What the study showed was that those 17% were active people who got involved and embraced life. Something like a blessed personality. When bad things happened, they managed their stress and didn’t overreact, stayed calm, and moved on. Did they do it alone? No, when setbacks hit, they surrounded themselves with supportive people. Other attributes such as stable and reliable, tolerant and non-confrontational, sociable and people-oriented completed the picture.

How to be part of the 17%?

The question that follows is: how do you have this type of personality that handles problems so well? The German philosopher Martin Heidegger argues that part of inner strength is structural. We were born with it. Psychoanalyst Isa Zimermann agrees. For her, the ability to deal with life’s misfortunes is as much born as acquired. However, for her, most of it is acquired, in our constitution, in the environment in which we are inserted. That is, it is an aptitude taught by our caregivers.

“If the subject received good care, from a sensible, integrated, coherent person, he builds his own security. It takes those references into his experiences,” she notes. And this structure ends up being constituted also from the reference of others that are part of its surroundings. Those emotional resources Lifetime skills mentioned by Isa also appear in the 17% of the Dunedin Study.

Illustration of a puppet looking at the road
Easing expectations helps deal with problems (Image: Jorm Sangsorn | Shutterstock)

Skills that help overcome problems

Separate studies, Isa Zimermann identifies some emotional resources that help to deal with problems. The first of them is to endure frustrations. How do you do this? Assimilating that we can’t do everything. “What we want is not always possible to achieve. It’s accepting the ‘no’s’ in life”, she says.

Another resource is the awareness of one’s own limits. “Assuming ‘not knowing everything’ is a great human qualification”, reaffirms Isa. And, above all, it is knowing how to make expectations flexible. Avoid all-or-nothing thoughts. It wasn’t this time, but another time it might be. “Having hope that another day can be different, that there is continuity and that we can remake, try again”, concludes Isa Zimermann.

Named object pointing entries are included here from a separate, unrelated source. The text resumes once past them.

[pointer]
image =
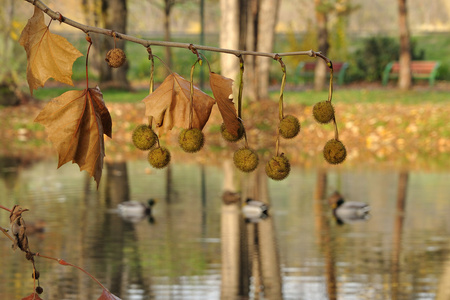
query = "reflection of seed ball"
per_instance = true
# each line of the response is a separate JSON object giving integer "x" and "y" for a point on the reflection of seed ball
{"x": 231, "y": 137}
{"x": 159, "y": 157}
{"x": 191, "y": 140}
{"x": 278, "y": 167}
{"x": 289, "y": 127}
{"x": 334, "y": 152}
{"x": 143, "y": 137}
{"x": 245, "y": 159}
{"x": 323, "y": 112}
{"x": 115, "y": 57}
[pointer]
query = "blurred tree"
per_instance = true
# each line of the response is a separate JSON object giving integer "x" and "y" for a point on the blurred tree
{"x": 404, "y": 80}
{"x": 325, "y": 9}
{"x": 10, "y": 61}
{"x": 249, "y": 25}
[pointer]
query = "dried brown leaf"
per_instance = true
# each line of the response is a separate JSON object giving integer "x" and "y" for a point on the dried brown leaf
{"x": 76, "y": 122}
{"x": 222, "y": 88}
{"x": 106, "y": 295}
{"x": 169, "y": 105}
{"x": 49, "y": 55}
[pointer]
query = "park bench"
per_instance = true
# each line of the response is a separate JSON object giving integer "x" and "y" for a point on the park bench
{"x": 419, "y": 70}
{"x": 305, "y": 70}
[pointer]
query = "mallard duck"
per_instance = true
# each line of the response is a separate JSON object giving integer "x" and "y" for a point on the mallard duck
{"x": 254, "y": 210}
{"x": 348, "y": 211}
{"x": 134, "y": 211}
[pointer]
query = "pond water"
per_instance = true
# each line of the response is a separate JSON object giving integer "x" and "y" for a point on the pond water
{"x": 196, "y": 247}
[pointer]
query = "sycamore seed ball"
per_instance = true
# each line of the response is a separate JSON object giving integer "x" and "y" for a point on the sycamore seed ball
{"x": 323, "y": 112}
{"x": 159, "y": 157}
{"x": 289, "y": 127}
{"x": 191, "y": 140}
{"x": 231, "y": 137}
{"x": 245, "y": 159}
{"x": 334, "y": 152}
{"x": 143, "y": 137}
{"x": 278, "y": 167}
{"x": 115, "y": 58}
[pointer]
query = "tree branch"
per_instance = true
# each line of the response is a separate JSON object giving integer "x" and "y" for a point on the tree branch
{"x": 147, "y": 43}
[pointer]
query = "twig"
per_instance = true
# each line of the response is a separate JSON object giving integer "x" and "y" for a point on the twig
{"x": 147, "y": 43}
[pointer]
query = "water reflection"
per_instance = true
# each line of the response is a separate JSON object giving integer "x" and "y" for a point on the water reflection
{"x": 200, "y": 246}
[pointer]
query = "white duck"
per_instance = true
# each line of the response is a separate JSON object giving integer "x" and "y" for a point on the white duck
{"x": 134, "y": 211}
{"x": 348, "y": 211}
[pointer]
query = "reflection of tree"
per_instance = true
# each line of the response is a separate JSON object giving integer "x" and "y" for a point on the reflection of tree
{"x": 397, "y": 237}
{"x": 324, "y": 233}
{"x": 249, "y": 250}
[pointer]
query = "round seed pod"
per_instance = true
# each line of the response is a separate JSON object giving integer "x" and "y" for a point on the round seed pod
{"x": 334, "y": 152}
{"x": 323, "y": 112}
{"x": 231, "y": 137}
{"x": 144, "y": 137}
{"x": 159, "y": 157}
{"x": 115, "y": 58}
{"x": 191, "y": 140}
{"x": 245, "y": 159}
{"x": 289, "y": 127}
{"x": 278, "y": 167}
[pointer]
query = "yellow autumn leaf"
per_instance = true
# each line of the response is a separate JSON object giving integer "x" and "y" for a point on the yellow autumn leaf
{"x": 169, "y": 105}
{"x": 49, "y": 55}
{"x": 222, "y": 88}
{"x": 75, "y": 123}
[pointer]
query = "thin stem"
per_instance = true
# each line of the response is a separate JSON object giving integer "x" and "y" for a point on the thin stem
{"x": 88, "y": 38}
{"x": 283, "y": 84}
{"x": 57, "y": 16}
{"x": 241, "y": 85}
{"x": 191, "y": 111}
{"x": 5, "y": 208}
{"x": 5, "y": 232}
{"x": 152, "y": 70}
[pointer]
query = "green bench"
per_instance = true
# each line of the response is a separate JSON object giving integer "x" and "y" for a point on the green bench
{"x": 420, "y": 69}
{"x": 305, "y": 71}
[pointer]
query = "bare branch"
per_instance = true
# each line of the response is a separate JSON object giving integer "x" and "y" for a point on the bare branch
{"x": 147, "y": 43}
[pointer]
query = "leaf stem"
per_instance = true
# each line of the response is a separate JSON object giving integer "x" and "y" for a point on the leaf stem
{"x": 89, "y": 40}
{"x": 5, "y": 208}
{"x": 241, "y": 85}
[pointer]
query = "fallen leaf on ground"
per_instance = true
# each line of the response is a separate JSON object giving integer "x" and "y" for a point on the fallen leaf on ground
{"x": 106, "y": 295}
{"x": 75, "y": 123}
{"x": 222, "y": 89}
{"x": 48, "y": 55}
{"x": 170, "y": 104}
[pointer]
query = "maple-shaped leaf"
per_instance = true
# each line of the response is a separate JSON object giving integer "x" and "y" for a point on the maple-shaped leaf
{"x": 222, "y": 88}
{"x": 33, "y": 296}
{"x": 48, "y": 55}
{"x": 170, "y": 104}
{"x": 106, "y": 295}
{"x": 76, "y": 122}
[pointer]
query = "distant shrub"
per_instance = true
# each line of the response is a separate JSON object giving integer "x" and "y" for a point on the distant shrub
{"x": 374, "y": 54}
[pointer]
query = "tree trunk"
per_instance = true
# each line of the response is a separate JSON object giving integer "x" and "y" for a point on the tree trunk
{"x": 404, "y": 80}
{"x": 115, "y": 18}
{"x": 267, "y": 20}
{"x": 229, "y": 37}
{"x": 320, "y": 73}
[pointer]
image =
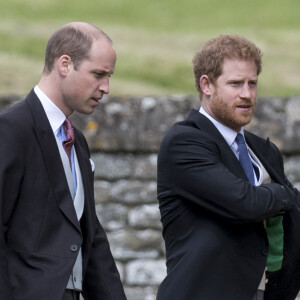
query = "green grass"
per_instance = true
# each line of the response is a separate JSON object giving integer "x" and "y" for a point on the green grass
{"x": 155, "y": 40}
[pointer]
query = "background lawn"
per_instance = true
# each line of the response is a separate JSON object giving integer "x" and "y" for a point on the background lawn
{"x": 155, "y": 40}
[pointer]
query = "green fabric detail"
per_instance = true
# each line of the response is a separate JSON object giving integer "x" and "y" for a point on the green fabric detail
{"x": 274, "y": 230}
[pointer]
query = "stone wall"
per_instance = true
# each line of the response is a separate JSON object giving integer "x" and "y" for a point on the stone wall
{"x": 124, "y": 135}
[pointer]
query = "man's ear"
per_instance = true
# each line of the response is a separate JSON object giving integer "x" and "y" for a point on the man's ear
{"x": 64, "y": 64}
{"x": 205, "y": 85}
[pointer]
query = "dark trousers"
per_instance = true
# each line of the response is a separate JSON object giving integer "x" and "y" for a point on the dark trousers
{"x": 71, "y": 295}
{"x": 259, "y": 295}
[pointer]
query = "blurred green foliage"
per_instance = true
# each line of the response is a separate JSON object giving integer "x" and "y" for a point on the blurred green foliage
{"x": 155, "y": 40}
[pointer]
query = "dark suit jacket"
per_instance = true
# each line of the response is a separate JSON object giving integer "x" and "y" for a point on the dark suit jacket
{"x": 39, "y": 233}
{"x": 216, "y": 244}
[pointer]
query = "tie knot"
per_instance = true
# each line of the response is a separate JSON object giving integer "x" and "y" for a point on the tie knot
{"x": 68, "y": 143}
{"x": 240, "y": 140}
{"x": 69, "y": 131}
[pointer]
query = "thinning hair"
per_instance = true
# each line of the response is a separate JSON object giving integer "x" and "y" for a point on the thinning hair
{"x": 209, "y": 61}
{"x": 73, "y": 39}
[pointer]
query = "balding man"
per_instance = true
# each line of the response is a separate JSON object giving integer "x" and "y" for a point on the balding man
{"x": 52, "y": 245}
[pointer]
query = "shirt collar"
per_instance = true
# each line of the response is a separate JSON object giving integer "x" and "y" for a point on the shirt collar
{"x": 228, "y": 134}
{"x": 55, "y": 116}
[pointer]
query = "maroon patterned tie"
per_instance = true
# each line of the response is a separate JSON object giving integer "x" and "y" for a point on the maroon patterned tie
{"x": 68, "y": 143}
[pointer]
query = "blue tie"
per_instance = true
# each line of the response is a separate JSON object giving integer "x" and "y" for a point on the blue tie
{"x": 244, "y": 157}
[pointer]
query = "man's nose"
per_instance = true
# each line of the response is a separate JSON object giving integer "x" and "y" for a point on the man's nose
{"x": 104, "y": 85}
{"x": 245, "y": 91}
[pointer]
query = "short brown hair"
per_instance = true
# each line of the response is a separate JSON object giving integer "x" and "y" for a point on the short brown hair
{"x": 73, "y": 39}
{"x": 209, "y": 61}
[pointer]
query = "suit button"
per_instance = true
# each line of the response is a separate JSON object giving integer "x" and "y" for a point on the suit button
{"x": 74, "y": 248}
{"x": 264, "y": 252}
{"x": 285, "y": 201}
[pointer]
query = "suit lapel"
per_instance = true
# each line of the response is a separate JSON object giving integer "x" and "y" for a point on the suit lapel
{"x": 87, "y": 181}
{"x": 262, "y": 149}
{"x": 228, "y": 158}
{"x": 52, "y": 158}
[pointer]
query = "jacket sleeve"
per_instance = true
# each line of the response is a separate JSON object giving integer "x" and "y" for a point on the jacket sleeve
{"x": 10, "y": 180}
{"x": 191, "y": 168}
{"x": 102, "y": 280}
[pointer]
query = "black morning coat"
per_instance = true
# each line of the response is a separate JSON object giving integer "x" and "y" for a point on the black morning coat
{"x": 39, "y": 232}
{"x": 216, "y": 244}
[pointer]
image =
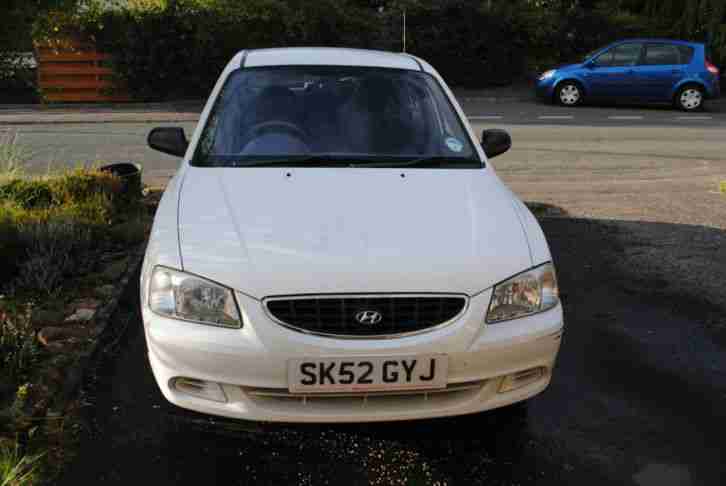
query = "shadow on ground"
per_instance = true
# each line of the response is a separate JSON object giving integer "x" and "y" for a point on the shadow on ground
{"x": 639, "y": 387}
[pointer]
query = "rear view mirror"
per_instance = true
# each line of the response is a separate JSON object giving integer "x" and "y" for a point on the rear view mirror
{"x": 170, "y": 140}
{"x": 495, "y": 142}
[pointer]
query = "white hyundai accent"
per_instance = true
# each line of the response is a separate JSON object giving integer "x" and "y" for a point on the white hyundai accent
{"x": 336, "y": 247}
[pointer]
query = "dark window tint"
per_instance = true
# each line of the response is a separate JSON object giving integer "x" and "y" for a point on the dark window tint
{"x": 306, "y": 115}
{"x": 686, "y": 54}
{"x": 661, "y": 54}
{"x": 622, "y": 55}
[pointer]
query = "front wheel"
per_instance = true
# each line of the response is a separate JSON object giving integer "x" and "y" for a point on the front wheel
{"x": 689, "y": 98}
{"x": 569, "y": 93}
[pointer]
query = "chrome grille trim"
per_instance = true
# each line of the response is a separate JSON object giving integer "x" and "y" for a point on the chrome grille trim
{"x": 271, "y": 316}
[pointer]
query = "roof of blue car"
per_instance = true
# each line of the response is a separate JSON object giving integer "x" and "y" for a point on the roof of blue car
{"x": 670, "y": 41}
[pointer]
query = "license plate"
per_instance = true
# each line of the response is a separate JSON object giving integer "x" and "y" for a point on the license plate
{"x": 367, "y": 374}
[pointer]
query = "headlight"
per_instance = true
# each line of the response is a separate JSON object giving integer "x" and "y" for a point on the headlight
{"x": 190, "y": 298}
{"x": 530, "y": 292}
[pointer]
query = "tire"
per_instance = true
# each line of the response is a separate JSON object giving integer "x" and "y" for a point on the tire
{"x": 689, "y": 98}
{"x": 569, "y": 93}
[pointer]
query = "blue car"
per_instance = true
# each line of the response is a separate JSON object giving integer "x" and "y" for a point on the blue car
{"x": 636, "y": 70}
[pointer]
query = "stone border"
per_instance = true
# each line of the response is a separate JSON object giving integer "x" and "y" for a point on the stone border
{"x": 77, "y": 371}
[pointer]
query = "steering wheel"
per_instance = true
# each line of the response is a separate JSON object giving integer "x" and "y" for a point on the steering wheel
{"x": 276, "y": 126}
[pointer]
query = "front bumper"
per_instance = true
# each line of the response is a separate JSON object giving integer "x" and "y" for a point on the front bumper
{"x": 251, "y": 365}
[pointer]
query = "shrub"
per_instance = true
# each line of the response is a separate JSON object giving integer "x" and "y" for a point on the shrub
{"x": 50, "y": 225}
{"x": 17, "y": 468}
{"x": 12, "y": 159}
{"x": 11, "y": 247}
{"x": 54, "y": 250}
{"x": 19, "y": 351}
{"x": 27, "y": 193}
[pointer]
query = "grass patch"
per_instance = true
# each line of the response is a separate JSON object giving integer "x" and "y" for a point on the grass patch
{"x": 51, "y": 225}
{"x": 12, "y": 158}
{"x": 59, "y": 236}
{"x": 19, "y": 351}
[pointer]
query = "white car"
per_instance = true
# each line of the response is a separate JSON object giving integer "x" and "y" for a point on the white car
{"x": 336, "y": 247}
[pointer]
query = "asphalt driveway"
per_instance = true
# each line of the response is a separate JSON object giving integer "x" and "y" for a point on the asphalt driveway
{"x": 637, "y": 398}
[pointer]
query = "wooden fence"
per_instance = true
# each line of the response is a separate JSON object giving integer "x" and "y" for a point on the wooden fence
{"x": 77, "y": 73}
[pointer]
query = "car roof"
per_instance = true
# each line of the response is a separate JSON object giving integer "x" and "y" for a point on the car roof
{"x": 328, "y": 56}
{"x": 666, "y": 41}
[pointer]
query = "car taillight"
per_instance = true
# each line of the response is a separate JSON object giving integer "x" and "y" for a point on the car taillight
{"x": 711, "y": 68}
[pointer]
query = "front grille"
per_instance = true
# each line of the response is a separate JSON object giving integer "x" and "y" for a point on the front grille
{"x": 365, "y": 316}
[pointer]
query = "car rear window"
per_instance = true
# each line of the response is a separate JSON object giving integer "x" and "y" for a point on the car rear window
{"x": 667, "y": 54}
{"x": 622, "y": 55}
{"x": 660, "y": 54}
{"x": 686, "y": 54}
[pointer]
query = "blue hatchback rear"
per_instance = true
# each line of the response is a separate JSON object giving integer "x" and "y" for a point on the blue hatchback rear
{"x": 637, "y": 70}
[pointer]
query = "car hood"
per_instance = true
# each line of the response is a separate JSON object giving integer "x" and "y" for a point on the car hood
{"x": 269, "y": 231}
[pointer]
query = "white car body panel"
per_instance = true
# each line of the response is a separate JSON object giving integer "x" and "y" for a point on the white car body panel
{"x": 349, "y": 230}
{"x": 270, "y": 231}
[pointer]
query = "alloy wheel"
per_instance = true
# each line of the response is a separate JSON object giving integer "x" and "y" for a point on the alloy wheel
{"x": 570, "y": 94}
{"x": 691, "y": 98}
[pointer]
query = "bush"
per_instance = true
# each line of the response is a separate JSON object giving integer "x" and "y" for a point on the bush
{"x": 54, "y": 251}
{"x": 27, "y": 193}
{"x": 18, "y": 348}
{"x": 50, "y": 225}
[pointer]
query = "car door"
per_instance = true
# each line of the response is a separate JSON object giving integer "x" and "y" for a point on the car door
{"x": 662, "y": 67}
{"x": 612, "y": 73}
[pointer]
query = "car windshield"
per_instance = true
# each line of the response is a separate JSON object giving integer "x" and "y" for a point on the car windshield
{"x": 296, "y": 116}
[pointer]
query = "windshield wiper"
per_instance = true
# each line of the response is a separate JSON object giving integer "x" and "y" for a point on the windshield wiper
{"x": 433, "y": 162}
{"x": 298, "y": 161}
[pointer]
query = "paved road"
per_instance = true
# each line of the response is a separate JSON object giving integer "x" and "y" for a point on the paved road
{"x": 638, "y": 397}
{"x": 663, "y": 166}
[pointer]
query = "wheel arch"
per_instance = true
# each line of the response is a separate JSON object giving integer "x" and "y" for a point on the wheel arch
{"x": 575, "y": 79}
{"x": 688, "y": 82}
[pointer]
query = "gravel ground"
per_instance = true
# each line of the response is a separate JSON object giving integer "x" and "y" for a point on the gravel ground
{"x": 639, "y": 387}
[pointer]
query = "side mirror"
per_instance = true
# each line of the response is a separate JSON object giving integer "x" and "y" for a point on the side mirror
{"x": 495, "y": 142}
{"x": 170, "y": 140}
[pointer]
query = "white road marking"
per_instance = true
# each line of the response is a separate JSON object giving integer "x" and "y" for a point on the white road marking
{"x": 694, "y": 118}
{"x": 555, "y": 117}
{"x": 625, "y": 117}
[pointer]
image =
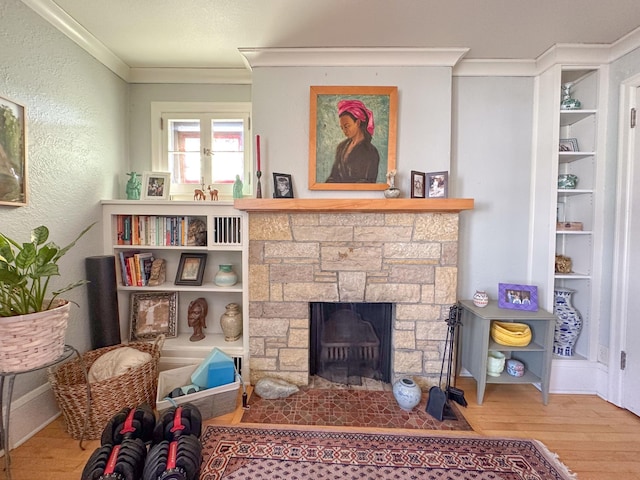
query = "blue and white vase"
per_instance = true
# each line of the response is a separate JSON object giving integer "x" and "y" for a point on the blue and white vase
{"x": 407, "y": 393}
{"x": 568, "y": 323}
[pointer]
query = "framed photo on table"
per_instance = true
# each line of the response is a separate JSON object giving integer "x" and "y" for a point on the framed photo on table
{"x": 518, "y": 297}
{"x": 156, "y": 185}
{"x": 352, "y": 137}
{"x": 417, "y": 184}
{"x": 191, "y": 269}
{"x": 437, "y": 184}
{"x": 153, "y": 314}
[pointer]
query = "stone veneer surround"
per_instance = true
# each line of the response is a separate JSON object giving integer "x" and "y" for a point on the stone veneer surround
{"x": 409, "y": 259}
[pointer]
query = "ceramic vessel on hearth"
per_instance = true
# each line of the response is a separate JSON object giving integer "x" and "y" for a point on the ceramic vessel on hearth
{"x": 568, "y": 322}
{"x": 407, "y": 393}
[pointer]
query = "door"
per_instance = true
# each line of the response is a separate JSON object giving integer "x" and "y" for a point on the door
{"x": 627, "y": 265}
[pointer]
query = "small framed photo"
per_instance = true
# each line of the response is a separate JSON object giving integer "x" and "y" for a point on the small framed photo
{"x": 568, "y": 145}
{"x": 153, "y": 314}
{"x": 417, "y": 184}
{"x": 191, "y": 269}
{"x": 437, "y": 184}
{"x": 156, "y": 185}
{"x": 282, "y": 187}
{"x": 518, "y": 297}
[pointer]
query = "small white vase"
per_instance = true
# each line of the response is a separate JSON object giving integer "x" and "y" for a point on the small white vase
{"x": 226, "y": 277}
{"x": 407, "y": 393}
{"x": 495, "y": 363}
{"x": 480, "y": 299}
{"x": 231, "y": 322}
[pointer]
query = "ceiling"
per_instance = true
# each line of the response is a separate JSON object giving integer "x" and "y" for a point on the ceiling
{"x": 208, "y": 33}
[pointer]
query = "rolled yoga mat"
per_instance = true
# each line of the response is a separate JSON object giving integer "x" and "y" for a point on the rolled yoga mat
{"x": 103, "y": 301}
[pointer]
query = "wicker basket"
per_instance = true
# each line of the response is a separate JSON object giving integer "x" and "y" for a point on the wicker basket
{"x": 33, "y": 340}
{"x": 69, "y": 385}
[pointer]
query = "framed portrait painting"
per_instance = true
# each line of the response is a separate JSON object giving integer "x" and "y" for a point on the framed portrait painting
{"x": 156, "y": 185}
{"x": 13, "y": 154}
{"x": 153, "y": 314}
{"x": 352, "y": 137}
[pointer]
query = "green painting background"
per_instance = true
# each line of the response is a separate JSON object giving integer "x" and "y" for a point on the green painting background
{"x": 329, "y": 135}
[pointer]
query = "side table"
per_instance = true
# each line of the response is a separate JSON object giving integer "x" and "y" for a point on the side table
{"x": 5, "y": 416}
{"x": 476, "y": 343}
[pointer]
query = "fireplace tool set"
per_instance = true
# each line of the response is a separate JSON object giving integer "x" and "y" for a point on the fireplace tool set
{"x": 438, "y": 402}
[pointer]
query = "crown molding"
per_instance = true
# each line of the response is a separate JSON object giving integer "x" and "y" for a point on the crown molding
{"x": 494, "y": 68}
{"x": 352, "y": 57}
{"x": 216, "y": 76}
{"x": 57, "y": 17}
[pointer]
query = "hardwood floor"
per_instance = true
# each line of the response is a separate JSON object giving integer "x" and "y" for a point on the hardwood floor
{"x": 595, "y": 439}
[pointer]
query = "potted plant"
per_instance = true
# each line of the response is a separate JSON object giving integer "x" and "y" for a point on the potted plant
{"x": 33, "y": 319}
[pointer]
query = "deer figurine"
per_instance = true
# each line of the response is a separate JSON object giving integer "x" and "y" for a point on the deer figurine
{"x": 198, "y": 194}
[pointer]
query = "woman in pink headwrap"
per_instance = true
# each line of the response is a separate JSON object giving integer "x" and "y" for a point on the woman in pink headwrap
{"x": 357, "y": 159}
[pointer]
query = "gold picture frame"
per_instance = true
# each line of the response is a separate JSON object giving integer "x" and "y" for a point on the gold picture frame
{"x": 13, "y": 153}
{"x": 153, "y": 314}
{"x": 327, "y": 143}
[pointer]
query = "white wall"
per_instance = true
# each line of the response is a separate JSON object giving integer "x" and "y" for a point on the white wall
{"x": 76, "y": 147}
{"x": 281, "y": 118}
{"x": 492, "y": 129}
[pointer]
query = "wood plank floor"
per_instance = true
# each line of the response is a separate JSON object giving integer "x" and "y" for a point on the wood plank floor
{"x": 595, "y": 439}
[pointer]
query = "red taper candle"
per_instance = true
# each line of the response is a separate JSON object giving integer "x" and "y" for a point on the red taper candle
{"x": 258, "y": 151}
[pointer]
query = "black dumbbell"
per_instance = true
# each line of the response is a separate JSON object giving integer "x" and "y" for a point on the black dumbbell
{"x": 185, "y": 465}
{"x": 177, "y": 421}
{"x": 123, "y": 462}
{"x": 129, "y": 423}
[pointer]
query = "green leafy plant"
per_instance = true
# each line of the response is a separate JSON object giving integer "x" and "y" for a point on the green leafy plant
{"x": 26, "y": 270}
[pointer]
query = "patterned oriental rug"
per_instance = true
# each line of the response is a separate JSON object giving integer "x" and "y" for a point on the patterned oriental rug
{"x": 238, "y": 453}
{"x": 347, "y": 408}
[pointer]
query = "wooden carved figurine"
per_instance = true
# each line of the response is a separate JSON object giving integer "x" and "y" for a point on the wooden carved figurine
{"x": 197, "y": 318}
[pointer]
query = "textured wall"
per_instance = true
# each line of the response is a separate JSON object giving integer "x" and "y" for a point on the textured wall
{"x": 76, "y": 113}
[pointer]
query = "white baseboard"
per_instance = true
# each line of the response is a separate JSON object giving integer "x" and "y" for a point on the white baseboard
{"x": 30, "y": 414}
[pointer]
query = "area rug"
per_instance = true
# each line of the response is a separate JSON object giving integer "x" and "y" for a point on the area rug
{"x": 348, "y": 408}
{"x": 231, "y": 453}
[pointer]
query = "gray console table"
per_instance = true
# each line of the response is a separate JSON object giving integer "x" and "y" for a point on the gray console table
{"x": 476, "y": 343}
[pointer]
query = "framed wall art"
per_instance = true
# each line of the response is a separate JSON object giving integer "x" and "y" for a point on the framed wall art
{"x": 191, "y": 269}
{"x": 156, "y": 185}
{"x": 518, "y": 297}
{"x": 352, "y": 137}
{"x": 153, "y": 314}
{"x": 282, "y": 186}
{"x": 417, "y": 184}
{"x": 437, "y": 184}
{"x": 13, "y": 154}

Importance of calm and rationalization

The summary of the opera is that, in order to deal well with problems, until the end of life, we need skills that start in the cradle. Well, we know that not everyone is lucky enough to have balanced parentsthat privileged routes are rare…

Do we still have time to do something? Yes. Knowledge, rational and reflective thinking, therapeutic help – and even this text – can help. When you run into more setbacks, stop. Calm the heart. Rationalize. Act. With repetition and practice, we will get better and better.

facing setbacks

I recently went through yet another one of these exercises. After failed reservation attempts at two restaurants, we decided to use the delivery service. We chose the dishes, the desserts. Everything was going well when, suddenly, the route disappeared from the application and the status “order delivered” appeared. How is it possible?

We called the restaurant, they [os funcionários] they couldn’t do anything. The system said the food was picked up and delivered to the customer. We called the “system” which said the phones were busy. I thought we should go out and find a restaurant, but then I remembered the ripple effect of setbacks and decided on a quick fix that depended only on my action. I looked at the set table and started making the simplest dish I know. Just three ingredients: pasta, cheese and black pepper, the wonderful cacio e pepe (literally, cheese and pepper).

And so we face the setbacks that life presents us with. There is always time for new achievements. And we can, yes, begin the path to building such a blessed personality. Tolerance, acceptance of setbacks, the search for alternatives, the attitude of the “live and let live” it’s not just skills that help us deal with hardships. They work like a lubricant that facilitates the fluidity of the march and functioning of the world. Of our world and that of others.

By Margot Cardoso – Vida Simples magazine

He is a journalist, master in philosophy and columnist for the Vida Simples portal. It turns to great thinkers to also deal with its problems.but.